Eventually on the Sunday I am able to get out of bed for a while. I am still in surgical stockings, but now have a build-up of the additional fluids that I’ve been given to help kick-start the new kidney. I am normally a size 10, but my now enormous upper legs bulge over the tops of the stockings, and the skin from my waist downwards is hard and tight. Determined to start shifting the fluid, I very gingerly try taking hourly walks up and down the corridor and the flight of stairs outside the ward. The catheter is still in, so this is a delicate operation to say the least, and I keep away from the public areas of the hospital where a woman waddling around carrying a bag of urine is likely to attract unwanted stares. For all my attempts at activity though, the fluid refuses to shift until, around 2 weeks post-surgery, it begins to fall away in tiny increments.

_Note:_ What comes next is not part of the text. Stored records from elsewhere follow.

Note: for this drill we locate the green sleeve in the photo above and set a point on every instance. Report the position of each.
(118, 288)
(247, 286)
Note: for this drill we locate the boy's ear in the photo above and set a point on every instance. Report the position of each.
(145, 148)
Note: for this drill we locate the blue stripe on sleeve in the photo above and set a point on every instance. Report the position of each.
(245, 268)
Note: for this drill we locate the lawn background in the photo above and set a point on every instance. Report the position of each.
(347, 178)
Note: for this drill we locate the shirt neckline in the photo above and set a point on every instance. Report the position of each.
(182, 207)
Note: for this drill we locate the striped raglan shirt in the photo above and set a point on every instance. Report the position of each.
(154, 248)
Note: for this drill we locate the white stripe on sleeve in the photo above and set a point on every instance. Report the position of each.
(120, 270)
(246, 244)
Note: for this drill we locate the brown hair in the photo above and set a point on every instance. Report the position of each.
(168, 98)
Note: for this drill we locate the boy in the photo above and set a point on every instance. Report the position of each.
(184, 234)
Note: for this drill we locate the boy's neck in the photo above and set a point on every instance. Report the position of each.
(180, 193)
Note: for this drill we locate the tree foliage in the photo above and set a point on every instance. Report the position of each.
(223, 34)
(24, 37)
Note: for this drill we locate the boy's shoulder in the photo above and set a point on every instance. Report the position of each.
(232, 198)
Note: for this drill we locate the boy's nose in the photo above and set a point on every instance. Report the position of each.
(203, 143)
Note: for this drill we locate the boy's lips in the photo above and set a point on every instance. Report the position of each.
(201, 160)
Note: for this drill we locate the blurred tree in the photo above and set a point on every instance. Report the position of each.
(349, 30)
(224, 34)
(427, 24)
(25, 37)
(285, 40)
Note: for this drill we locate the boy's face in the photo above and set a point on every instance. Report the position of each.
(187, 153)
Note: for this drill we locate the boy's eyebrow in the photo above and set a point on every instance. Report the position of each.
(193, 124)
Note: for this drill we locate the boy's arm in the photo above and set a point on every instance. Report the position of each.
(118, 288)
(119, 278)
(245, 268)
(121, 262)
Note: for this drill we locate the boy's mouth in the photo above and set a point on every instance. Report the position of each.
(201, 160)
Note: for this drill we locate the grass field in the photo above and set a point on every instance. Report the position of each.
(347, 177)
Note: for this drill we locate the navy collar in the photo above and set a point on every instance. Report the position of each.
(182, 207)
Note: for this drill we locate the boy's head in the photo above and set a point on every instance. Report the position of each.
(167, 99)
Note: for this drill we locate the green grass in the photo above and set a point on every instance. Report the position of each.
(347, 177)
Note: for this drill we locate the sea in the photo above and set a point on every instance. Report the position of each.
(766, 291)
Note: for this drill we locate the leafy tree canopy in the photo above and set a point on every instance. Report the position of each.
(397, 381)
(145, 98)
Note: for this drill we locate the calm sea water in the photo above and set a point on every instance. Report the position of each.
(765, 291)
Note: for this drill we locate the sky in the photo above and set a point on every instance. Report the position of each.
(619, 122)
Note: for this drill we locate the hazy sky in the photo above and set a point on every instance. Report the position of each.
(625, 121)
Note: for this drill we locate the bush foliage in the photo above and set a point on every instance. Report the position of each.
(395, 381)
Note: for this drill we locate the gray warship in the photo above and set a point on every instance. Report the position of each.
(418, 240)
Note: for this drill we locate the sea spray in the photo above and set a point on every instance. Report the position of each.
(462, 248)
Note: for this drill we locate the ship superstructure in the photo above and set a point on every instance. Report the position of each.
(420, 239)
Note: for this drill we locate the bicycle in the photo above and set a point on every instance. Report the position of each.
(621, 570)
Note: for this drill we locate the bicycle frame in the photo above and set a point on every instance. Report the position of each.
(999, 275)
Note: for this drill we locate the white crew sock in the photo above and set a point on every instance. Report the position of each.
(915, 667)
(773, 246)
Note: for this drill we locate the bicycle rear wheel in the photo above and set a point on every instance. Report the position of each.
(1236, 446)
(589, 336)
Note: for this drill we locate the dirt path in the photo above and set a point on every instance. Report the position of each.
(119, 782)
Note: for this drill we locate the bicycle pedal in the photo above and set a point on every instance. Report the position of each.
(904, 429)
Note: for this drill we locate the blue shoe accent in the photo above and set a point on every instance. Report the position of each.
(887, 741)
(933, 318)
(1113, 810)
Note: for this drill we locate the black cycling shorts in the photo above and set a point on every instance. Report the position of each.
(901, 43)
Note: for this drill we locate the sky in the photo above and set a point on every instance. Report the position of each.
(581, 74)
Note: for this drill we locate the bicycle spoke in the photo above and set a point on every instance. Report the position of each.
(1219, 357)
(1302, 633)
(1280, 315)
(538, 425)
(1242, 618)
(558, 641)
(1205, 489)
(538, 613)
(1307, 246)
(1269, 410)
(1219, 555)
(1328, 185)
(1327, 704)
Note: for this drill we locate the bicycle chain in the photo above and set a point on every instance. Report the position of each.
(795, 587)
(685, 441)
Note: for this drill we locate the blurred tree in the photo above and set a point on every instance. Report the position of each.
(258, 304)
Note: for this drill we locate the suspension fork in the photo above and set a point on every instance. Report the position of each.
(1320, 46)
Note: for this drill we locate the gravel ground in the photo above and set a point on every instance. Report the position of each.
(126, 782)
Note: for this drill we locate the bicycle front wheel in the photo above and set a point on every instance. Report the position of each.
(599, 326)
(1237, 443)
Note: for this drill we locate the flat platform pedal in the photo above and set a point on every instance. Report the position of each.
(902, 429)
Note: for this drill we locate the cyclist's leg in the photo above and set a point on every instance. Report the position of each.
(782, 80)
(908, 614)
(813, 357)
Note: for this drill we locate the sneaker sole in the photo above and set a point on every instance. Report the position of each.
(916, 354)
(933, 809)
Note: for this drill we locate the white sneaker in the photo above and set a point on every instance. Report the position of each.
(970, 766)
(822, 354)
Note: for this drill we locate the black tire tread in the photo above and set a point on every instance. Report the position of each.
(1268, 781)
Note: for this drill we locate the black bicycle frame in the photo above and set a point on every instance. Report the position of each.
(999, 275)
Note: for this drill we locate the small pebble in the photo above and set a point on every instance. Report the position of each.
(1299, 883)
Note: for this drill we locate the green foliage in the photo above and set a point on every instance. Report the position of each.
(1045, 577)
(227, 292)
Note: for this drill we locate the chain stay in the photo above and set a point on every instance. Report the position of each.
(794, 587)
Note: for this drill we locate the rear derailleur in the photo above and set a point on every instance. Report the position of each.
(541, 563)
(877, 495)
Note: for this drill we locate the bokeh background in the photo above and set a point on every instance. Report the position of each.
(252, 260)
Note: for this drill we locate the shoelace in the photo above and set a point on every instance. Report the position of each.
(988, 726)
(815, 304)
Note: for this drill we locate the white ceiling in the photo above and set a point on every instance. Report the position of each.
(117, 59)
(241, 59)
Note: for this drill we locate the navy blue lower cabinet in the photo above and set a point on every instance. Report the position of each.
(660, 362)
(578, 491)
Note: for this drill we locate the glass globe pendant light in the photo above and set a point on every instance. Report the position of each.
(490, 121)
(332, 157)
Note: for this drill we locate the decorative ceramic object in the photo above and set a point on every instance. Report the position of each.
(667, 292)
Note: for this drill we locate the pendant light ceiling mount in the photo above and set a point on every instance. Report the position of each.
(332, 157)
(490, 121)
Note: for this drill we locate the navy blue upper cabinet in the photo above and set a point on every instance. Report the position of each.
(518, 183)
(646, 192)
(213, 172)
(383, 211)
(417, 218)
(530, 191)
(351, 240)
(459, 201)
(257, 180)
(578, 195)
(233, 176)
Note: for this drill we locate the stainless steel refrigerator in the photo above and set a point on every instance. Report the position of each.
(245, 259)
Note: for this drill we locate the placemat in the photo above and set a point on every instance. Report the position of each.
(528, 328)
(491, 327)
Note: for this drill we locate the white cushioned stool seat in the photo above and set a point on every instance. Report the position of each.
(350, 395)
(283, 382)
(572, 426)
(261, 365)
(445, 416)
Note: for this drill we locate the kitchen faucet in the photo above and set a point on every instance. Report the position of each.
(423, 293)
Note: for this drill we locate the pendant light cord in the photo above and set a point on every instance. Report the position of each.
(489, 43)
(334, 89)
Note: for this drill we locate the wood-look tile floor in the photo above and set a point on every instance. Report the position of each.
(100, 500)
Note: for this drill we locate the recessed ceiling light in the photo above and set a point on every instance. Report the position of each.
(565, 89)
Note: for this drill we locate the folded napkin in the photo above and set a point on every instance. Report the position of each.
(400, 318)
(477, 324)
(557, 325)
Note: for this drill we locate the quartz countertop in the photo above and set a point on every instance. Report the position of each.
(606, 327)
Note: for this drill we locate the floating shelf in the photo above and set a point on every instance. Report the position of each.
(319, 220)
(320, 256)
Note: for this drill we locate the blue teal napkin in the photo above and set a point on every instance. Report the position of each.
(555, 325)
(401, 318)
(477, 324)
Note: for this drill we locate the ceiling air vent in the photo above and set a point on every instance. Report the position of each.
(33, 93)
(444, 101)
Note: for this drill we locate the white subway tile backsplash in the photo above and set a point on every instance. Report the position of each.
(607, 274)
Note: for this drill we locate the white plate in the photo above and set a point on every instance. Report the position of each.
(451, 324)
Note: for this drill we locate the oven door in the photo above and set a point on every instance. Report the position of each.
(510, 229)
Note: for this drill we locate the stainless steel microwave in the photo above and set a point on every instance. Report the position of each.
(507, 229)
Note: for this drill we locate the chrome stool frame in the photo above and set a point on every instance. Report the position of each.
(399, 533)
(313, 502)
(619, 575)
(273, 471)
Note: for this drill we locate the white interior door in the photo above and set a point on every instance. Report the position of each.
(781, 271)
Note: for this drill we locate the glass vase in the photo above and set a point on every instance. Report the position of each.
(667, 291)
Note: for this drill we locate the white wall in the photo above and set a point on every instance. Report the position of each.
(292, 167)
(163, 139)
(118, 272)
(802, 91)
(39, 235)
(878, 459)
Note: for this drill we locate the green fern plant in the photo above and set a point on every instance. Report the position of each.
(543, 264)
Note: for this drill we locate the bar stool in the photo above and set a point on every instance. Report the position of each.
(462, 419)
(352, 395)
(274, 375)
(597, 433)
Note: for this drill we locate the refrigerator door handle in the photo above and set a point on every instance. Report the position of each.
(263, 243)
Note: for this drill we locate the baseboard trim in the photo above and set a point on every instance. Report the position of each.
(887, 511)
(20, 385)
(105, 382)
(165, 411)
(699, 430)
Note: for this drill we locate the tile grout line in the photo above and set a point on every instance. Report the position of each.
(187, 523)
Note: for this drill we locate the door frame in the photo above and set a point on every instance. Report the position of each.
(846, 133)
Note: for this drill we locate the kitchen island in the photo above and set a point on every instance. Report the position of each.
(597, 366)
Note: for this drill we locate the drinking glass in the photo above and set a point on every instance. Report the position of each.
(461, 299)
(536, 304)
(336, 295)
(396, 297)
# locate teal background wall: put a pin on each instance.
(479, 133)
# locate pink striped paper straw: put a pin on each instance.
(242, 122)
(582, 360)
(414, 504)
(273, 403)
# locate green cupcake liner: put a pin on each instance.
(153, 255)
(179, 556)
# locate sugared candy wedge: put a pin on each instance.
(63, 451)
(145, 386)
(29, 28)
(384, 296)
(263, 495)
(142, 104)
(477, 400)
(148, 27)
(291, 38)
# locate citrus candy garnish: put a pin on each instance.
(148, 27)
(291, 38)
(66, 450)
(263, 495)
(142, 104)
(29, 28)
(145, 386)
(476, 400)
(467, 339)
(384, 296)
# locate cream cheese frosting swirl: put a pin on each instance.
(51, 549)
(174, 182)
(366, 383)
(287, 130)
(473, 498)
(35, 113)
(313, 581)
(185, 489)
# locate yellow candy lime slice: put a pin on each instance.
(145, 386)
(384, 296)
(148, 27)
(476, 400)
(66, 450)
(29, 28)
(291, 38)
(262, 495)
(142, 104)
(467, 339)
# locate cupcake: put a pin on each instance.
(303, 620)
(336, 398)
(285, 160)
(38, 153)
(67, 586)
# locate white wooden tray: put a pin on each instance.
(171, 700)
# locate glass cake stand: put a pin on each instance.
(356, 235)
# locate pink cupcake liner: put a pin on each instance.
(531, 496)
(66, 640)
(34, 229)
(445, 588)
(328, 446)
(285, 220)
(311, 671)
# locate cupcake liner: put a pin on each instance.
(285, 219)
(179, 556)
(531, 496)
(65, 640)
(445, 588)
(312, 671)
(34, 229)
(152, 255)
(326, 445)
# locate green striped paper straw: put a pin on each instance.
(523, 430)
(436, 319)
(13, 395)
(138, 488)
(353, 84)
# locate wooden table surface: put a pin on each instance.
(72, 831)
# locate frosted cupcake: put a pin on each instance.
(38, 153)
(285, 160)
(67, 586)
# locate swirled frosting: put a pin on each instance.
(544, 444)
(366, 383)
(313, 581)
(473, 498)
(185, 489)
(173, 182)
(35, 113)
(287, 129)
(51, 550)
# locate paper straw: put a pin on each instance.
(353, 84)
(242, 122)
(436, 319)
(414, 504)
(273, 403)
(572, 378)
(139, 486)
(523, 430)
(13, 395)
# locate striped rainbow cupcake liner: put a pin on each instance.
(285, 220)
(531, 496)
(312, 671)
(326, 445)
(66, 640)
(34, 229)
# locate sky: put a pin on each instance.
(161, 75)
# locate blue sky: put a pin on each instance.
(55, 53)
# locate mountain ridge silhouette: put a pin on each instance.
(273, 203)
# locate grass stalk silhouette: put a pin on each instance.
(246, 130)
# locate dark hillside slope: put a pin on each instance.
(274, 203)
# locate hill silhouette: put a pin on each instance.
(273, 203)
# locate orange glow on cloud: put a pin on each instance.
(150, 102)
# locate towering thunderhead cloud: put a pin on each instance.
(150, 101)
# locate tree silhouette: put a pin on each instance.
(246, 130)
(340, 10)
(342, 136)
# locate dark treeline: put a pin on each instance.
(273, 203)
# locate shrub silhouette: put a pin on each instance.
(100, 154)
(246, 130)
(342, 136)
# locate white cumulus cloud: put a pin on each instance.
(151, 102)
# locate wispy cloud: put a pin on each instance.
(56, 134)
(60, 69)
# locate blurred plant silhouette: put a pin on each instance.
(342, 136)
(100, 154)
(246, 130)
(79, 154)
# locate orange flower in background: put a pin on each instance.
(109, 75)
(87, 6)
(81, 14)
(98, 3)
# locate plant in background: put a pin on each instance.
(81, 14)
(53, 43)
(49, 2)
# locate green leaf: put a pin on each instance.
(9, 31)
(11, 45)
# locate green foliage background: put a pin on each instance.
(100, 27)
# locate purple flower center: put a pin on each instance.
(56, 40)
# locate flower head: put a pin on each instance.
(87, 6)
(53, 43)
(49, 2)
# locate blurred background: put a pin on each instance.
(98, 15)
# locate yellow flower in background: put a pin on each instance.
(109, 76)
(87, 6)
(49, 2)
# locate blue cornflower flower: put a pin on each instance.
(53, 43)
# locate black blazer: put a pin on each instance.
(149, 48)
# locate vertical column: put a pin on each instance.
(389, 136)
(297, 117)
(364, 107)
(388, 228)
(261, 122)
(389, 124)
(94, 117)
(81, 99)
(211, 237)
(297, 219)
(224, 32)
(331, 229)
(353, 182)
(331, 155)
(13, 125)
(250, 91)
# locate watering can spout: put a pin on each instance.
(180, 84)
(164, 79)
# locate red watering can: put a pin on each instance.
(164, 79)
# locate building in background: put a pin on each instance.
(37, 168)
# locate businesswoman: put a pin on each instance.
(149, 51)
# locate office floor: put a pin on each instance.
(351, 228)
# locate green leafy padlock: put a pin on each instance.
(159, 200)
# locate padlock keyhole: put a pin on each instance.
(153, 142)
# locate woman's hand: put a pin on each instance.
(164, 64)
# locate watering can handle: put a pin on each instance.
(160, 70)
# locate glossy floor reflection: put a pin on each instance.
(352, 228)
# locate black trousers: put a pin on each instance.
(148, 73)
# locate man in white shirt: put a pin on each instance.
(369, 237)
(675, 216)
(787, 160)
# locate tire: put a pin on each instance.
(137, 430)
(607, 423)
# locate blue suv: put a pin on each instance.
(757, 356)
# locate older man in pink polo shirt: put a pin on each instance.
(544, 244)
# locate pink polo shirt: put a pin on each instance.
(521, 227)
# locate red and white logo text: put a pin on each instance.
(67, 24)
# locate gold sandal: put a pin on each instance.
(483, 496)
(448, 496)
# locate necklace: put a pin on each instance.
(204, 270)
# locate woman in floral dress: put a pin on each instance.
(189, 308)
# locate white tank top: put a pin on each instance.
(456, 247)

Five days after the surgery, all still appears to be going well, and I am deemed fit enough to be discharged from hospital. Gradually all the bits and pieces of equipment that I’m attached to have been removed, with the horrible neck line and the catheter the last to go. All the medication that I was taking on dialysis has been stopped, and I am sent home with a carrier bag of new drugs, the names of which sound either like a Roman leader (Tacrolimus was surely a contemporary of Caesar Augustus) or a holiday resort in the Balkans (ski break in Aciclovir, anyone?) These drugs are my new best friends, and I neglect to take them – or simply forget – at my peril; without some of them, my body could reject the new kidney and so I will take them permanently. There is a steroid and an anti-rejection drug, anti-virals, aspirin to prevent blood clots, a blood pressure tablet and a tablet to protect my stomach, along with 2 types of painkiller – 9 items in total, although some of these will be phased out in the first few weeks. I live on my own with no family close by, so the hospital calls a taxi to take me home, and even though I have mixed feelings about going home to an empty house, I can’t wait to get back to my own space. Once home, I unpack, make a cup of tea and collapse on to the sofa with a massive sigh of relief. It is bloody marvellous to be back.